Besides, a rise in consumers’ real incomes generates an ideal opportunity for firms to launch new, innovative products. Consumers, with greater prosperity and confidence, purchase more of new goods.

Apart from that, the improved financial performance enables firms to direct more resources to reinforce fundamentals such as training, R& D and brand positioning.

And finally, consumer price sensitivity is eroded to some extent during robust growth periods. With rising incomes, consumers are more casual about their spending decisions. This may provide an opportunity for firms subtly to increase prices.

As for negative implications we should consider that economic growth can generate too much business optimism. Therefore, many consumers will spend above their means. If this continues, there is likely to be some ‘painful correction’ in the economy, although this time it will be in the personal rather than the corporate sector.

A further problem arising from economic growth is the probable build-up of inefficiencies in business. Cost control becomes less important if sales rise healthily, as profits are likely to be increasing naturally. Managers may concentrate on expansion, investment and recruitment, leaving average costs to increase while productivity improvements decrease.

Economic growth brings an entirely different set of problems to firms. Often these are ones that may not immediately threaten the survival of the business, but may start to breed a more complacent* culture, possibly leading to longer-term problems.

Inevitably, in economic downturns, objectives will change. More emphasis is likely to be placed on budgetary control, productivity improvements and restructuring to squeeze costs lower, enabling firms to operate from a more competitive platform.

Despite this, there is no doubt the business community would opt to have strong rather than negative growth in the economy – as this is the environment most favorable for profitability and growth objectives.

Notes: * complacent adj – самоуспокоенный

Ex. 1. Match the Russian word combinations with their English equivalents.

1) с поправкой на инфляцию a) a spending power
2) покупательная способность b) a business community
3) деловые круги c) returns on capital
4) доход/прибыль на капитал d) an expansion
5) научные исследования и разработки e) adjusted for inflation
6) поступательный рост f) a cost control
7) контроль за уровнем издержек g) a robust growth
8) повышение производительности h) R& D (research and development)
9) снизить издержки i) productivity improvements
10) подъем экономической активности j) to squeeze costs lower

Ex. 2. Classify the impacts of economic growth from the list below as positive or negative for the economy. Comment on your choice.
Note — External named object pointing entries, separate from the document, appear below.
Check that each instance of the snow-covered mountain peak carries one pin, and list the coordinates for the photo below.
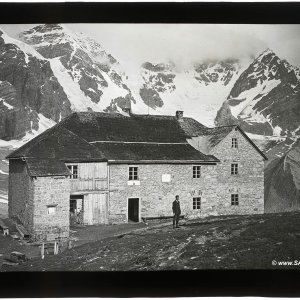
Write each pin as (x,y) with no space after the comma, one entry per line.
(91,78)
(259,96)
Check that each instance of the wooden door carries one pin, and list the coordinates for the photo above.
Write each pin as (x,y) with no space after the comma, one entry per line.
(133,209)
(95,209)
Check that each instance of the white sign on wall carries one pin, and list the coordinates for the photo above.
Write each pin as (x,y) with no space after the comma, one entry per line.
(166,177)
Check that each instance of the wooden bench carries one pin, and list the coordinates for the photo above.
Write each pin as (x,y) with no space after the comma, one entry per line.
(4,227)
(49,245)
(22,231)
(145,219)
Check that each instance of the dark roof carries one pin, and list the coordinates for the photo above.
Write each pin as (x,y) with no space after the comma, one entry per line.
(79,137)
(215,135)
(138,152)
(46,167)
(97,126)
(58,142)
(192,127)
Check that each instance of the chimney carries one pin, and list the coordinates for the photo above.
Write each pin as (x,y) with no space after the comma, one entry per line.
(127,110)
(179,115)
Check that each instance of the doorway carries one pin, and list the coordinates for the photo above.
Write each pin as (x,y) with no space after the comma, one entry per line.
(133,209)
(76,209)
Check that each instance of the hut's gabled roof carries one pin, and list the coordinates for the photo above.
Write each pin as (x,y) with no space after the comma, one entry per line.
(58,143)
(96,136)
(213,136)
(40,167)
(97,126)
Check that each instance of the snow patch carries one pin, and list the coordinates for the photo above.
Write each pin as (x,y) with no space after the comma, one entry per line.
(79,101)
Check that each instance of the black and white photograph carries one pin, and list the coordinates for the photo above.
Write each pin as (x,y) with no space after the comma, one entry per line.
(149,147)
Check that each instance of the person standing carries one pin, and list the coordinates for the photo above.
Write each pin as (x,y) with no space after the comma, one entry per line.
(176,211)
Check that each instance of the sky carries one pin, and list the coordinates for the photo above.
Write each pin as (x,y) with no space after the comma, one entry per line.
(184,44)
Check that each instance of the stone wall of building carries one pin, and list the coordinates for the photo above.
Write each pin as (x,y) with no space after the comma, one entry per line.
(214,187)
(51,192)
(20,193)
(155,196)
(248,183)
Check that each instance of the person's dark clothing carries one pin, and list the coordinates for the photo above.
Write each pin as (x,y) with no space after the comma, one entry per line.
(176,212)
(175,220)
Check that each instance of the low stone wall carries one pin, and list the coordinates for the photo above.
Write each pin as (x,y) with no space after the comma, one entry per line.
(54,192)
(20,194)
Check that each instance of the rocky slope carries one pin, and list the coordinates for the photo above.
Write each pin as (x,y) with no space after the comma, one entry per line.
(199,90)
(91,78)
(29,92)
(282,182)
(265,99)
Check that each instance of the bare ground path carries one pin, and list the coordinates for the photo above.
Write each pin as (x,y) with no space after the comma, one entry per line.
(240,242)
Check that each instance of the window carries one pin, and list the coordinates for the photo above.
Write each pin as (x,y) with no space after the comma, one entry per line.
(133,173)
(234,199)
(234,169)
(196,171)
(166,177)
(234,143)
(197,203)
(74,171)
(51,210)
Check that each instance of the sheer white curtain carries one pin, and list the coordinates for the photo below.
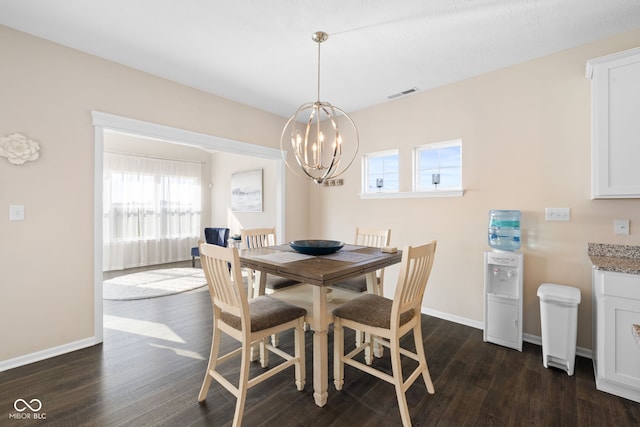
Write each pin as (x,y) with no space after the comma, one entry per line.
(152,210)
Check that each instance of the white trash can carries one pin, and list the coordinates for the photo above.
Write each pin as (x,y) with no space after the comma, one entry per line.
(559,321)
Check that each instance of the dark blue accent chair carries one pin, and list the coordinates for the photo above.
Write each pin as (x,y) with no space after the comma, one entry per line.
(213,236)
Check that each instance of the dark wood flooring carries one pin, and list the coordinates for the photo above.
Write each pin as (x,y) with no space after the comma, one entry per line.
(150,367)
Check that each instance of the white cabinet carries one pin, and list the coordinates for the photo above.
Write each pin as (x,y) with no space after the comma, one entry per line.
(616,354)
(615,127)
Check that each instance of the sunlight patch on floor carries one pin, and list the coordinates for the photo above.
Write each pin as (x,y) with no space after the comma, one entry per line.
(141,327)
(180,351)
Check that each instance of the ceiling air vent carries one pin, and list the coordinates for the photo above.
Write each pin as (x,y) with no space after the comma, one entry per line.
(403,93)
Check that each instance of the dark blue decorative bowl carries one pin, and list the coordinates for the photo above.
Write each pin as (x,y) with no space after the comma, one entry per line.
(316,247)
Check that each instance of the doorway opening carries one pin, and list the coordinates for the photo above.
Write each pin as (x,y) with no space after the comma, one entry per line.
(108,122)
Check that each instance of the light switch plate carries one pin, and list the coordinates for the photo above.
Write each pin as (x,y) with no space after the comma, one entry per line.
(557,214)
(621,226)
(16,212)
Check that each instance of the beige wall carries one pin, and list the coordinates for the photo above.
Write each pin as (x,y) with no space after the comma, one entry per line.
(526,145)
(46,262)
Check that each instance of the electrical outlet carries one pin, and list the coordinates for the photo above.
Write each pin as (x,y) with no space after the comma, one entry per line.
(621,226)
(557,214)
(16,213)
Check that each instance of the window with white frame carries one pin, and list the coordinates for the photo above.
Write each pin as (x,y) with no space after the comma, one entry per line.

1) reinforcement of fundamentals such as training, R& D and brand positioning;

2) erosion of consumer price sensitivity;

3) a lot of business optimism;

4) an increase in average costs and a decline in productivity improvements;

5) breeding a more complacent culture;

6) an increase in profitability;

7) launching new, innovative products.

 

Ex. 3. Identify the following statements as a)the anti-growth view b) the view in defense of growth c) the environmental concerns view. Express your attitude to the issues.

1. Growth causes pollution, global warming, ozone depletion, and other problems.
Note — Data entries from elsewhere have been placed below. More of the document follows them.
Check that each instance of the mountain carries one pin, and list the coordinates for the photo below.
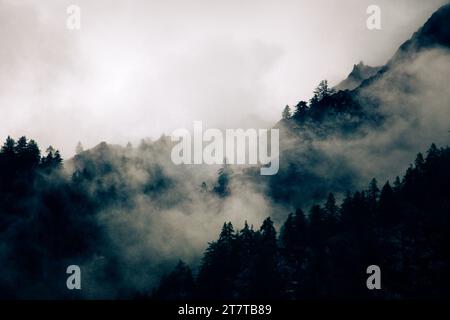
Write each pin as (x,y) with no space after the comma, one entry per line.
(359,73)
(342,140)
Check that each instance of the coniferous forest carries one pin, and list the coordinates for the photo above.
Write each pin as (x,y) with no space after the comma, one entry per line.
(363,182)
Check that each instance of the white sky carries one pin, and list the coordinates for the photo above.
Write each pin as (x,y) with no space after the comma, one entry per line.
(138,69)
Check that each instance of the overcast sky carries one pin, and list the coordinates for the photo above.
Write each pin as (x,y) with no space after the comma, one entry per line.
(138,69)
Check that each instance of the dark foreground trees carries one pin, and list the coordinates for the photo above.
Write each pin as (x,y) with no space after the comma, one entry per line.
(404,229)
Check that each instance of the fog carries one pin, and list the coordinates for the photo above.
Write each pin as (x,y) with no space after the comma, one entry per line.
(142,68)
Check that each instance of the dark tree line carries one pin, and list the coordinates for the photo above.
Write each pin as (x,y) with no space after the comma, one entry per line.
(44,220)
(403,228)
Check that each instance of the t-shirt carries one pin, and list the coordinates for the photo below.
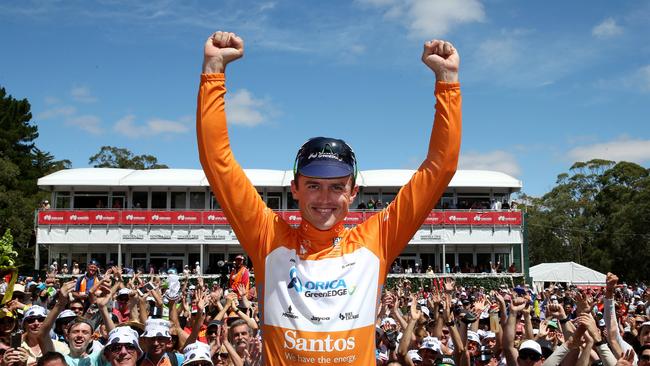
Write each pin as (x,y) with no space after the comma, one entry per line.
(319,290)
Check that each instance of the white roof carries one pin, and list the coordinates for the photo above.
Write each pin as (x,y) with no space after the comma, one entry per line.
(111,177)
(570,272)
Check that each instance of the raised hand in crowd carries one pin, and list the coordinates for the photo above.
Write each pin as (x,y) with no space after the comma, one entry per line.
(15,357)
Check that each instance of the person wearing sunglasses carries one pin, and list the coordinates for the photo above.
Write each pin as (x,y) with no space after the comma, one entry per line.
(32,324)
(339,271)
(122,348)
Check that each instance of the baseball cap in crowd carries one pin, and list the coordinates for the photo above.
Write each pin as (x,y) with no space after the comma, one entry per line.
(196,352)
(553,324)
(473,337)
(35,311)
(124,292)
(530,346)
(431,343)
(389,321)
(425,311)
(414,355)
(66,314)
(123,335)
(156,328)
(325,157)
(443,360)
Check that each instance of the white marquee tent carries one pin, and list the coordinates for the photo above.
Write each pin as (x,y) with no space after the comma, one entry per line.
(569,272)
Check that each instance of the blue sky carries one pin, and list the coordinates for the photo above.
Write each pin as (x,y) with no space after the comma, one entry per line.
(545,84)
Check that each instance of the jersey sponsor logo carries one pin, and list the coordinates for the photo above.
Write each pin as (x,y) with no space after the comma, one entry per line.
(315,318)
(327,344)
(326,288)
(348,316)
(289,313)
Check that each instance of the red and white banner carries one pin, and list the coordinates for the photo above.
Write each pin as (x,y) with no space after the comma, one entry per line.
(144,217)
(435,218)
(214,218)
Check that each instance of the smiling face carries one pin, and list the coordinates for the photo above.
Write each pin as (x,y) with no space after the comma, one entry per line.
(156,346)
(323,202)
(121,354)
(79,337)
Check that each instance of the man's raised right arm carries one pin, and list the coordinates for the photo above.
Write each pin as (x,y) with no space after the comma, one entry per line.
(238,197)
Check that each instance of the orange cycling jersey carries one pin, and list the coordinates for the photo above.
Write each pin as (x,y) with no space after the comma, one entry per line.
(319,290)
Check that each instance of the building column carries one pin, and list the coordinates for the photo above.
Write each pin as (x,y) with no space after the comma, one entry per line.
(201,258)
(444,259)
(119,255)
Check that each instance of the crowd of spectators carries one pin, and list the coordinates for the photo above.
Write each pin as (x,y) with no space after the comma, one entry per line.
(110,318)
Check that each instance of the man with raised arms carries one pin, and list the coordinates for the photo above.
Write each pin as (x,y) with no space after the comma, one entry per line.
(319,283)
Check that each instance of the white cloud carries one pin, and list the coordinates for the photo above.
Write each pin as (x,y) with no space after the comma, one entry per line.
(246,110)
(52,100)
(155,126)
(88,123)
(497,160)
(82,94)
(63,111)
(426,18)
(606,29)
(621,149)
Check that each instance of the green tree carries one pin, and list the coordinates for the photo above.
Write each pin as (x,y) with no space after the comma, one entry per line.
(21,164)
(597,215)
(116,157)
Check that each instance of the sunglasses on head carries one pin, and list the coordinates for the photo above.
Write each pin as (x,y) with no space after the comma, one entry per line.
(533,356)
(31,320)
(116,348)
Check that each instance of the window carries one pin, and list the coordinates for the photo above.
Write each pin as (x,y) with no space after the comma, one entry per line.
(139,200)
(118,200)
(98,200)
(197,200)
(274,200)
(159,200)
(178,200)
(62,200)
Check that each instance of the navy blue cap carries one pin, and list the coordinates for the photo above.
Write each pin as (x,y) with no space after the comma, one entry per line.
(325,157)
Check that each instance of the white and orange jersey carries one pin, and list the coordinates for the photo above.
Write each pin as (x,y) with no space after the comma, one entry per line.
(319,290)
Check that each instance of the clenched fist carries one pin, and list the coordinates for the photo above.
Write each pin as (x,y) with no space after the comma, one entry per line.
(220,49)
(443,59)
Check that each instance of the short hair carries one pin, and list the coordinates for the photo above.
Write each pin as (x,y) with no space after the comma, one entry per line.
(237,323)
(80,320)
(50,356)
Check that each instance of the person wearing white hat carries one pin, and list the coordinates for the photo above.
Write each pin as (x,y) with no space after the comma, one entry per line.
(33,320)
(122,348)
(197,354)
(239,275)
(79,333)
(157,339)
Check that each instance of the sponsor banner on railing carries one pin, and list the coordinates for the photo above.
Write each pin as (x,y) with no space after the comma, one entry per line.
(507,218)
(144,217)
(214,218)
(54,217)
(435,218)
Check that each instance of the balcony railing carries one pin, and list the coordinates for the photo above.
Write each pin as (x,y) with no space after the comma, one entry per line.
(215,217)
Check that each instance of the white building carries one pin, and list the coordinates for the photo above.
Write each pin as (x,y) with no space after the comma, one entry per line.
(169,217)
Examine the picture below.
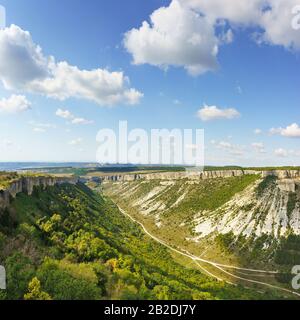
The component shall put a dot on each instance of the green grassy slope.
(70, 243)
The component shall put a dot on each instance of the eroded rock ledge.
(280, 174)
(27, 184)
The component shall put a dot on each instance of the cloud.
(258, 147)
(209, 113)
(66, 114)
(189, 33)
(39, 127)
(176, 102)
(176, 36)
(76, 142)
(81, 121)
(7, 143)
(39, 130)
(273, 17)
(292, 131)
(14, 104)
(23, 66)
(257, 131)
(277, 24)
(281, 153)
(233, 149)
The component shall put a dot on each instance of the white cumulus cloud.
(189, 33)
(292, 131)
(208, 113)
(76, 142)
(66, 114)
(175, 36)
(23, 66)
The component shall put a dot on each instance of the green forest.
(69, 242)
2. Growth leads to improved standard of living.

3. Some argue that growth harms the environment.

4. " More" is not always better if it means dead-end jobs, burnout, and alienation from one’s job.

5. Growth helps to reduce poverty in poor countries.

6. Growth actually has allowed more sensitivity to environmental concerns and the ability to deal with them.

7. Growth has improved working conditions.

8. High growth creates high stress.

9. Growth allows more leisure and less alienation from work.

 

Ex. 4. Answer the questions:

1. What is economic growth?

2. In what way can too much business optimism be dangerous for a company?

3. What are the positive impacts of economic growth?

4. What are the negative implications of robust growth periods?

5. What aspects of production are likely to improve in the period of economic downturns?